New translational research is beginning to clarify a long-standing gap in immunology: which specific food-derived antigens drive oral tolerance. A study identified discrete dietary epitopes from common seed storage proteins that are recognized by intestinal regulatory T (Treg) cells, offering mechanistic insight into how the immune system classifies foods as “safe.”1 In an interview with HCPLive, Jamie Blum, PhD, of the Salk Institute, emphasized that advancing understanding of tolerance is critical to addressing food allergy at its root.
“While we understand more and more about food allergies, we actually know comparably little about oral tolerance,” Blum said. “What is it? How does it develop? So, I think my study is starting to identify what are the protein antigens that are recognized, and if we understand how those antigens are normally seen through the tolerance response, we might be able to apply those same principles to allergy cases to help better prevent food allergies.”

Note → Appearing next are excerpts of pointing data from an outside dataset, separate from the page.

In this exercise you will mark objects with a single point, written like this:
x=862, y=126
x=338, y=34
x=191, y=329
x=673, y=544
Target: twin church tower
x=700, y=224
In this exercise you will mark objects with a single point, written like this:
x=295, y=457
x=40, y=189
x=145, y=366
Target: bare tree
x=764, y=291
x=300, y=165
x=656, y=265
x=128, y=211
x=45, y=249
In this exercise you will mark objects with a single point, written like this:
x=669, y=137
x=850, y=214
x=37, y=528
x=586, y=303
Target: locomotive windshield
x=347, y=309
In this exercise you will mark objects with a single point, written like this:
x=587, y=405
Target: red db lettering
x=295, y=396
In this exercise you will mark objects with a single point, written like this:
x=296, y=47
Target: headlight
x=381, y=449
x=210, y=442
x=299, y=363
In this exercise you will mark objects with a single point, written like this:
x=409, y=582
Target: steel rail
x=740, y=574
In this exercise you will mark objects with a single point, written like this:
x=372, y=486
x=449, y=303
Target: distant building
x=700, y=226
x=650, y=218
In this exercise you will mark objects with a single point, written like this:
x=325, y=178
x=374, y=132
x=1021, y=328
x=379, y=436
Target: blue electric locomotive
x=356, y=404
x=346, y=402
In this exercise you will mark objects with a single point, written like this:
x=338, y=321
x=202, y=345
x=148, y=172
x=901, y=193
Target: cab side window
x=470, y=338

Using murine models fed standard chow, investigators isolated intestinal Treg cells and identified their cognate antigens through T cell receptor (TCR) mapping. The analysis revealed 3 key epitopes derived from seed storage proteins in corn, wheat, and soybean.1 One of the most robust responses was directed against a maize protein, α-zein, a digestion-resistant storage protein.

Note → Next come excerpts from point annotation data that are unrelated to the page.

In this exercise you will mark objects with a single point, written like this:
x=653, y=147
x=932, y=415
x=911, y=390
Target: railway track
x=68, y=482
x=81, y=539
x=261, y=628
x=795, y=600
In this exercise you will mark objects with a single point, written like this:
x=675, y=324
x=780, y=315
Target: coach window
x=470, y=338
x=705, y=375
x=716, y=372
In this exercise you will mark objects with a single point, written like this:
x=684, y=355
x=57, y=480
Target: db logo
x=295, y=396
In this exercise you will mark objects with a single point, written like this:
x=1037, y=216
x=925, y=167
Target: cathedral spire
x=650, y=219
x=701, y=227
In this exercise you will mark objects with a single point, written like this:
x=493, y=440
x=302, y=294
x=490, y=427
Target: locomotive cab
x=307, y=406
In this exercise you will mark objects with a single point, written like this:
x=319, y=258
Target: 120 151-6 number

“When we started the study, I had expected we might find dozens of different epitopes, and it was unexpected and striking that we saw the strong convergence on just 1 protein, which may suggest that a few key proteins in diet are… are garnering most of the immune response,” Blum said. “If you can tune how the immune response sees those proteins, you can set the overall tone for interpretation of the food.”

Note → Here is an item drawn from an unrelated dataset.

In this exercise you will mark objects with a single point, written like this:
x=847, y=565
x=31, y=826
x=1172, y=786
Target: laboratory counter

These proteins are highly abundant and resistant to digestion, allowing prolonged exposure in the gut for immune sampling. As Blum noted, they “resist proteases,” enabling their role in tolerance induction. Clinically, this convergence suggests a small number of dietary antigens may disproportionately shape immune tolerance.
The study also provides insight into the ontogeny of tolerance. Blum and colleagues observed that antigen-specific Treg populations emerge around the time of weaning, coinciding with initial exposure to solid foods.¹ Blum noted that this developmental window aligns with clinical data supporting early allergen introduction for immune tolerance. This paradigm is supported by the Learning Early About Peanut Allergy (LEAP) trial, which demonstrated that early peanut exposure significantly reduces the risk of peanut allergy and informed current guideline recommendations to introduce allergens between 4 and 6 months of age.2
Mechanistically, the identified Treg cells exhibited canonical immunosuppressive functions, including secretion of anti-inflammatory cytokines and inhibition of effector T cell proliferation.1 These cells help maintain immune homeostasis.
An additional finding is the potential for cross-tolerance. The study demonstrated that TCRs recognizing a soybean-derived epitope also responded to structurally similar proteins in other foods, including sesame and quinoa.1 This suggests that exposure to 1 food antigen could confer tolerance to related proteins, even in the absence of direct exposure.
“What this could suggest, and my lab is working on this a bit now, is perhaps if we could map cross reactivity for things like a peanut, you could become tolerant to peanut by eating something that has those shared proteins without actually having the peanut exposure,” Blum said.